Как ни знакомо было Нехлюдову это зрелище, как ни часто видел он в продолжение этих трех месяцев всё тех же 400 человек уголовных арестантов в самых различных положениях: и в жаре, в облаке пыли, которое они поднимали волочащими цепи ногами, и на привалах по дороге, и на этапах в теплое время на дворе, где происходили ужасающие сцены открытого разврата, он всё-таки всякий раз, когда входил в середину их и чувствовал, как теперь, что внимание их обращено на него, испытывал мучительное чувство стыда и сознания своей виноватости перед ними. Самое тяжелое для него было то, что к этому чувству стыда и виноватости примешивалось еще непреодолимое чувство отвращения и ужаса. Он знал, что в том положении, в которое они были поставлены, нельзя было не быть такими, как они, и всё-таки не мог подавить своего отвращения к ним.
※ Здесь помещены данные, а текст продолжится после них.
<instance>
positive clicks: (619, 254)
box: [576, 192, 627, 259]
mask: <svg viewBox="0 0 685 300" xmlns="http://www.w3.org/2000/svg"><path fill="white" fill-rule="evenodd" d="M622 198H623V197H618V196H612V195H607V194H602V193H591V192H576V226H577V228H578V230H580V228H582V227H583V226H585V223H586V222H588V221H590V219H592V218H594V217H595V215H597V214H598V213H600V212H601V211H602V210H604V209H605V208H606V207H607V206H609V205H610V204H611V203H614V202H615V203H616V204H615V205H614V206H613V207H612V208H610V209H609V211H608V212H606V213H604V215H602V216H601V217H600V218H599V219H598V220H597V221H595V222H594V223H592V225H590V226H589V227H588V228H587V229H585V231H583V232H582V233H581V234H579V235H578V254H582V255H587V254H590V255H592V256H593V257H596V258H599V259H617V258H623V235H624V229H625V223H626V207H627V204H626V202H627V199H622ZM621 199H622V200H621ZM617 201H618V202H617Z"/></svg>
— Им хорошо, дармоедам, — услыхал Нехлюдов, когда он уже подходил к двери политических, — что им, чертям, делается; небось, брюхо не заболит, — сказал чей-то хриплый голос, прибавив еще неприличное ругательство.
Послышался недружелюбный, насмешливый хохот.
Миновав камеру холостых, унтер-офицер, провожавший Нехлюдова, сказал ему, что придет за ним перед поверкой, и вернулся назад. Едва унтер-офицер отошел, как к Нехлюдову быстрыми босыми шагами, придерживая кандалы, совсем близко подошел, обдавая его тяжелым и кислым запахом пота, арестант и таинственным шопотом проговорил:
— Заступите, барин. Совсем скрутили малого. Пропили. Нынче уж на приемке Кармановым назвался. Заступитесь, а нам нельзя, убьют, — сказал арестант, беспокойно оглядываясь, и тотчас же отошел от Нехлюдова.
Дело было в том, что каторжный Карманов подговорил похожего на себя лицом малого, ссылаемого на поселение, смениться с ним так, чтобы каторжный шел в ссылку, а малый в каторгу, на его место.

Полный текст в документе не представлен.